L’affaire Snowden[1] nous rappelle quasi quotidiennement que le cyberespace est un terrain de confrontation aux enjeux stratégiques. Certains États consentent d’importants efforts financiers pour développer leurs capacités informatiques, y compris offensives. Depuis plusieurs années, la France a pris la mesure de ces nouvelles menaces et tente de trouver une place parmi les grandes puissances de cyberdéfense. Les efforts consentis sont significatifs, mais les moyens demeurent limités par la nécessaire réduction des dépenses publiques. La création d’une branche de la réserve opérationnelle dédiée à la cyberdéfense permet de disposer ponctuellement de ressources spécialisées sans avoir à supporter le surcoût excessif qu’impliquerait un recrutement à titre permanent. La phase de constitution de cette force ne fait que débuter, ce qui explique le caractère très général des informations diffusées à son sujet, comme dans la loi de programmation militaire par exemple. Il est donc légitime de s’intéresser à la nature des missions susceptibles de lui être confiées, puis d’exposer les défis auxquels la force pourrait être confrontée lors de sa montée en puissance.
Certes, la révolution numérique continue de bouleverser nos habitudes et offre des opportunités extraordinaires en matière de développement social, d’accès à la culture et à l’information. Cependant, la croissance exponentielle des réseaux de toutes sortes et du trafic sur Internet complexifie d’autant la maîtrise de l’information. La publicité du programme Prism a déclenché une prise de conscience collective des menaces potentielles qui pèsent sur l’interconnexion généralisée des systèmes d’information.

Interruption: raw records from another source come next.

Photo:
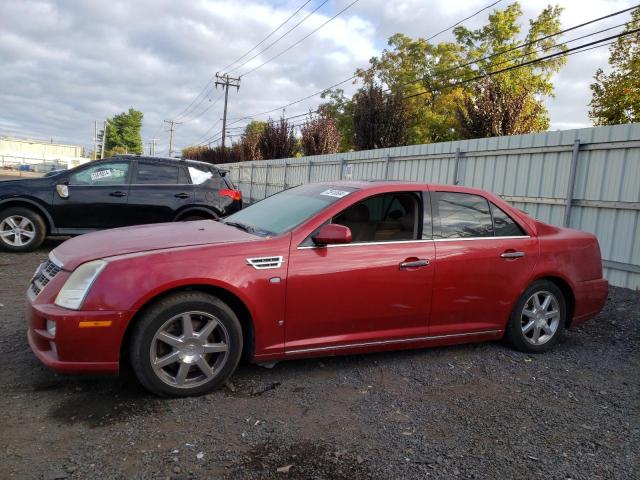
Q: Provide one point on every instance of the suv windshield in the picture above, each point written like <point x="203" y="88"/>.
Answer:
<point x="288" y="209"/>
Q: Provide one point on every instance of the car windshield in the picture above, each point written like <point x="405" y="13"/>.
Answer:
<point x="285" y="210"/>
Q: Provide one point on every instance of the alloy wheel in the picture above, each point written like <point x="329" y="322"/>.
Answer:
<point x="17" y="231"/>
<point x="189" y="349"/>
<point x="540" y="317"/>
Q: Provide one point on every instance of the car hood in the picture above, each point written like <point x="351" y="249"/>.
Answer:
<point x="143" y="238"/>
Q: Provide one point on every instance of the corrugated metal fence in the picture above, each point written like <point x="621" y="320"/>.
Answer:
<point x="588" y="179"/>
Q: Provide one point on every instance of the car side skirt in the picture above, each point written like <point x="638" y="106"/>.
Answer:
<point x="385" y="345"/>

En particulier, le cyberespace constitue un terrain propice à l’espionnage économique et industriel, terrain sur lequel l’Europe montre d’importantes faiblesses. En effet, alors que la majorité des matériels informatiques est d’origine asiatique, les États-Unis conservent une mainmise sur les produits logiciels et applicatifs. Dans ce jeu stratégique, les dés sont pipés à la défaveur des nations européennes, qui accusent un retard dorénavant impossible à rattraper.
La France n’est pas épargnée par la menace cybernétique qui pourrait porter gravement atteinte à ses intérêts nationaux. Au-delà des attaques visant quotidiennement les institutions et les grandes entreprises, une crise informatique majeure, loin d’être improbable, pourrait avoir des conséquences potentiellement désastreuses pour le pays. Sans une défense forte, organisée et coordonnée des systèmes d’information, l’accès aux sites institutionnels, l’alimentation en énergie et en eau, le fonctionnement des hôpitaux, les télécommunications et les transactions bancaires par exemple, peuvent être fortement perturbés. L’expérience vécue par l’Estonie en 2007 montre bien la dépendance grandissante des sociétés développées aux technologies de l’information et de la communication. Le sénateur Jean-Marie Bockel rapporte à ce sujet que les attaques subies «ont perturbé de manière spectaculaire le fonctionnement de la vie courante du pays, en privant les usagers de l’accès à certains services en ligne essentiels»[2].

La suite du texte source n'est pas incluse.